As I sit here in my hotel room pondering the happenings of the past 24 hours, I am realizing new things about myself and the God whom I love so dearly. I have now survived two record-breaking storms since moving to New York six months ago: Sandy and Nemo. By the way, whoever decided to name a terrible winter storm after a cute little orange fish was really odd. Anyway, in both cases, I was only made aware of the storms a day or two prior to their arrival. I don't get television in my apartment and don't keep up with news on the Internet. I am realizing that being uninformed of current happenings has become a habit for me. I never pay attention to polls or speeches during elections, only learning enough to make a somewhat-informed decision when I exercise my voting rights. I don't pay attention to world events, usually catching wind of significant things second-hand and long after the fact. I only started analyzing this habit this evening while avoiding piles of seminary reading.
On the one hand, being uninformed of current events could be looked upon as extremely self-centered, not to mention a little silly, especially if they have a direct impact upon my life, like Sandy and Nemo. On the other hand, I know from past experiences that watching/reading the news and talking about big events/disasters incessantly negatively impacts my life. Often the media hypes things up, causing anxiety and panic. Depending on the point of view of the report, a person's interpretation of the event could be completely wrong. I've found that watching the news makes me anxious and depressed, so I choose not to. I prefer to draw my own conclusions about things, rather than be told how to interpret them.
I am only now realizing the entire impact of Winter Storm Nemo on New York and the rest of the Northeast. However, at the time when the storm impacted me the most, God gave me exactly what I needed to weather it. He provided guys to dig out my car, a hotel close to my job, clear main roads to make it back to the hotel safely, a nice 711 guy who let me park my car in the lot when my hotel lot was completely blocked, and a bunch of random strangers to push my car out of the 711 lot when I found it was stuck and was trying to get back to the hotel parking lot. I am so thankful for a God who, in spite of my silliness in not being informed of weather patterns, continues to protect and take care of me. He always gives me little hints just in time and sends people to me to help me weather the storms.
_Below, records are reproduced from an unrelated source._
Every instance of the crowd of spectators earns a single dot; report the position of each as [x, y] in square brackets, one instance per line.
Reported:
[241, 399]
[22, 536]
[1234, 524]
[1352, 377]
Both storms that have affected New York in the past few months have been worse than people anticipated. While there is something to be said for being informed in order to be prepared, sometimes life just catches us by surprise. There is absolutely no way that we can be prepared for every little detail of every moment. Praise be to the One who knows every detail and holds us tightly in His hand in the midst of the unexpected storms of life.